What makes Flesh and Bone stand apart from your past work?
Mike Erb: First of all, this is our first album of, mostly, all original content. Our first album is a collection of traditional folk and country standards with only one original track.
Diana Erb: With these songs, we are drawing from those influences but demonstrating our abilities in the Americana genre. From a writing perspective, it is very rooted in personal life experiences.
What songs on the record are you most proud of and why?
Mike: I think I'm most proud of She’s With Me. I had the opening chord sequence for years but no song structure or lyrical ideas. One day I was washing the dishes and all of a sudden it was “just there” in my head. I ran downstairs into our workshop, grabbed a pen and paper, and the song just poured out. I think it took less than an hour. I came upstairs and played it for Diana, she immediately came up with her beautiful harmony vocal, and that was it. Those moments leave you wondering what's all at play here.
Diana: For me, it would be the song Black Coffee. This was the first song of ours that I wrote all the lyrics to. Mike had the music ready to go and an idea of the melody, but no real inspiration for the content of the song. I spent a morning with it recorded on my phone and wrote the lyrics in about two hours. It was very cathartic for me to write about my experience with miscarriage and grief during our struggles with infertility. This song for me is a reminder that even through the darkest times in life there can be hope because we can always heal.
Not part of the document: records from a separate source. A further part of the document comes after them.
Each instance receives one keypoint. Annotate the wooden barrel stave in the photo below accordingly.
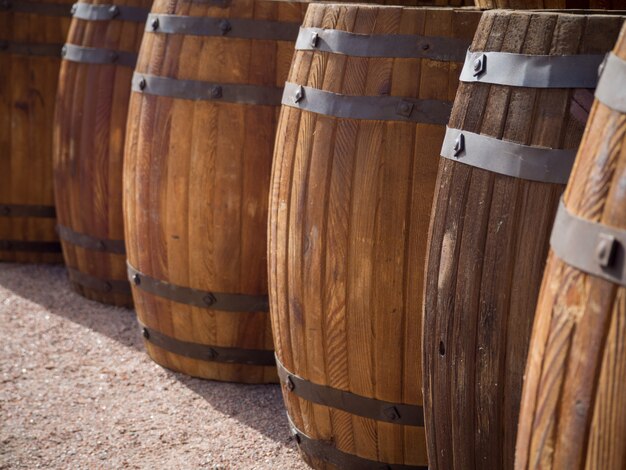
(29, 85)
(328, 174)
(90, 126)
(482, 276)
(572, 413)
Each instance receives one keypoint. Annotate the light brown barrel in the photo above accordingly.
(31, 37)
(573, 412)
(89, 130)
(517, 121)
(357, 148)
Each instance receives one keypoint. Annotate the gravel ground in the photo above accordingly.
(78, 391)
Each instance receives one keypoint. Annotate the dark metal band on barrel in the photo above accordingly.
(30, 246)
(396, 413)
(196, 297)
(198, 90)
(91, 243)
(19, 48)
(90, 12)
(611, 90)
(27, 210)
(113, 286)
(93, 55)
(592, 247)
(327, 452)
(508, 158)
(228, 27)
(534, 71)
(37, 8)
(377, 108)
(205, 352)
(382, 45)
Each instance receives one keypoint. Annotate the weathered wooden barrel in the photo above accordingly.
(89, 130)
(31, 38)
(573, 412)
(553, 4)
(517, 121)
(364, 112)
How would you describe your artistic evolution so far?
Mike: I've been making a living in the music business for 24 years now, having started out playing in bars when I was in high school, and then releasing four of my own albums, and playing and touring with many other artists around North America. But of all the projects I've put time and energy into, Twas Now is by far the greatest achievement in my career. I finally feel like I am making the music and creating the art that I was supposed to be making. The rest was just practice—now this is it. In terms of musical evolution, I began playing in rock and roll environments, loud music with electric guitars. But over the years I've developed of love and appreciation of the traditional styles of the acoustic guitar. I've focused the last 15 years on fingerpicking and flatpicking styles, which in turn have influenced our songwriting.
Diana: I always wanted to be a songwriter and a singer, but Twas Now is my first real music project. I am also a visual artist and was working in that field for several years before I decided to focus all my creative energies on music. After releasing Old Fashioned Way and earning a Canadian Folk Music Award nomination for Traditional Singer, I decided it was time I finally pursued a career in music, and I am so glad I did.
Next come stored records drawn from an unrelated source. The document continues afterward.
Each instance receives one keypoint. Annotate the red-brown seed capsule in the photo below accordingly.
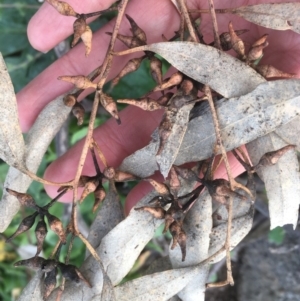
(179, 237)
(157, 212)
(78, 111)
(136, 30)
(79, 28)
(25, 225)
(156, 71)
(100, 195)
(110, 106)
(237, 44)
(49, 283)
(63, 8)
(268, 71)
(24, 198)
(86, 38)
(57, 227)
(40, 234)
(69, 100)
(131, 66)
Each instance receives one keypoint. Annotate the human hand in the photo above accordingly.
(47, 28)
What are your fondest musical memories as you were growing up?
Diana: I grew up in a musical household. My mom was a professional voice teacher and soloist, and my father was a professor of music, pianist, and conductor. I fell in love with my dad’s Beatles LP collection very early and learned all the words to all the songs. I also loved to flip through and listen to his 45s from the 1960s. Those were pretty much the only non-classical records in the house. I have always loved to sing and felt early on that it was my gift in life. I sang in choirs growing up and learned a lot about vocal harmonies and performance.
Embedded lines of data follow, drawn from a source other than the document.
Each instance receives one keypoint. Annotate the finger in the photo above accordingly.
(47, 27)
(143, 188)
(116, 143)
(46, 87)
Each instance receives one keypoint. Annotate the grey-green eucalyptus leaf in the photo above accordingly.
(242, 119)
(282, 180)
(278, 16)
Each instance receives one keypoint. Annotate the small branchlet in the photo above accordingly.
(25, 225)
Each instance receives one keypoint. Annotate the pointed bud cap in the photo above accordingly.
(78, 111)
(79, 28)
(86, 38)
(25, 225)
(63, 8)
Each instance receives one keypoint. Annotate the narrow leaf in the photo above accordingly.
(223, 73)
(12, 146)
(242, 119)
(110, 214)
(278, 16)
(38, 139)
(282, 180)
Mike: I grew in a very non-musical family! My mother's family loved to sing at family gatherings, but no one has ever pursued it to great lengths. I’m not sure where I got my musical bug, but I had it right away. I had an adoptive brother who played guitar, and he was the first person to introduce me to rock and roll, vinyl records, and guitars.
What song by another artist do you wish you had written?
Diana: The Joke by Brandi Carlile. Then again, pretty much anything by Brandi Carlile! I'm a super-fan and have felt so inspired by her songs and performances over the last couple of years.
Mike: 45 Years by Stan Rogers. I think this is the perfect song, or at least the perfect love song. It's also the first song I learned to fingerpick, so it holds a very special place in my musical memories folder.